Engage Users with Content That Reduces Uncertainty
- Pair product specifications with prominent warranty information — this combination crosses the 50% purchase threshold (51.85%) and removes two categories of buyer objection simultaneously.
- Consider adding customer testimonial videos or comparison charts — active engagement with product information is strongly predictive of purchase intent.
- Ensure FAQ content is paired with visuals — FAQ alone converts at only 21.74%, but with images this rises to 42.86%.
Optimize for Comparison Behavior
- Users who compare similar items convert at 33.33% — higher than sponsored link clickers (23.81%). Design the comparison UI to be smooth and fast, as this behavior signals strong purchase intent.
- Consider triggering a targeted offer or chat prompt when a user initiates a product comparison — this is a high-intent behavioral signal.
Deploy the Lead Scoring Model
- Use the trained model to score live sessions in real time, enabling sales teams to prioritize outreach to high-intent visitors.
- Build a trigger system: sessions with predicted purchase probability above a threshold (e.g., 70%) receive a personalized intervention — live chat offer, limited-time discount, or follow-up email.
Limitations & Further Research
Data Limitations
- The dataset captures only 500 sessions with a limited set of on-page interactions — broader behavioral signals (scroll depth, time-on-page, mouse movement) could significantly improve predictive power.
- No pricing, promotional, or competitor context is captured.
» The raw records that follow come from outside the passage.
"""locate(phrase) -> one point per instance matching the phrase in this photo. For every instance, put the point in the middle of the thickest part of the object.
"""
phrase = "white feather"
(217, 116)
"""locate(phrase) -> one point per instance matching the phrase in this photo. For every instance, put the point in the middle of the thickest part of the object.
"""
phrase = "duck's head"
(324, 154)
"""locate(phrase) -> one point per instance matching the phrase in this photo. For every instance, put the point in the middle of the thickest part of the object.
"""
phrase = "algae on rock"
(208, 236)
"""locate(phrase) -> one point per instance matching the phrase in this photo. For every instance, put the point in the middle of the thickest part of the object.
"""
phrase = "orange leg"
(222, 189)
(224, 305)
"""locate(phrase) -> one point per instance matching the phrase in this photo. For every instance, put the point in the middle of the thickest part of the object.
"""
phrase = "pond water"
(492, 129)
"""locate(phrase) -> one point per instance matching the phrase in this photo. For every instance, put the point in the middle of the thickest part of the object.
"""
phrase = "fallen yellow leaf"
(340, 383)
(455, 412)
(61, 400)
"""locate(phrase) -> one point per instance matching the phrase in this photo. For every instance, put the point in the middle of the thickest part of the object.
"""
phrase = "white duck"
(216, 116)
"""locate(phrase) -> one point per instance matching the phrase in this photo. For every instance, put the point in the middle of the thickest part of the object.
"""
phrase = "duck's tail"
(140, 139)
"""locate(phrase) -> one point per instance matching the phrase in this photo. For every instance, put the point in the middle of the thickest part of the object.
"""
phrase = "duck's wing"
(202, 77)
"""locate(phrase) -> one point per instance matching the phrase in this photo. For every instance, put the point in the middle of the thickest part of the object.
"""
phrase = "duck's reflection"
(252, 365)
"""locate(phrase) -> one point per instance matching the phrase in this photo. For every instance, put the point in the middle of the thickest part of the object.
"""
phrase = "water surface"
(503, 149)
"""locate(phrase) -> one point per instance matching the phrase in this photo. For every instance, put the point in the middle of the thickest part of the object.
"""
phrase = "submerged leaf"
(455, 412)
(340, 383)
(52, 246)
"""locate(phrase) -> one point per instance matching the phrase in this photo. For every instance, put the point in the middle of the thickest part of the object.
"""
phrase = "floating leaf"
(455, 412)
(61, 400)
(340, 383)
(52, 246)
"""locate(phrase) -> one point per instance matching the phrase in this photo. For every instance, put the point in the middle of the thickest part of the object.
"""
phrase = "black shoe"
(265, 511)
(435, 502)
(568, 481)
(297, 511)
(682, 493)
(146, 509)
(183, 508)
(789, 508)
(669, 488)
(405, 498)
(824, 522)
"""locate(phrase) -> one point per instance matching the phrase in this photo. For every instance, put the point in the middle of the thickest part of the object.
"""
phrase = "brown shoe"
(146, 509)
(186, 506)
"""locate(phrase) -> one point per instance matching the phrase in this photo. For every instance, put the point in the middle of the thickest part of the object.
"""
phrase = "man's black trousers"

Purchase behavior is heavily influenced by price sensitivity and competitive availability, which are absent from this model.
- No demographic or device information — mobile vs. desktop behavior, age, and location are known moderators of purchase intent that are unaccounted for.
Further Research
- Temporal analysis — explore how conversion patterns change during sales events, holiday seasons, or promotional periods.
- User segmentation — segment users by demographics or acquisition channel and build segment-specific models; a first-time visitor from paid ads may require different signals than a return visitor from organic search.
- Sequential behavioral modeling — the order in which users engage with page elements (e.g., images first vs. reviews first) may contain predictive signal not captured in the current binary features.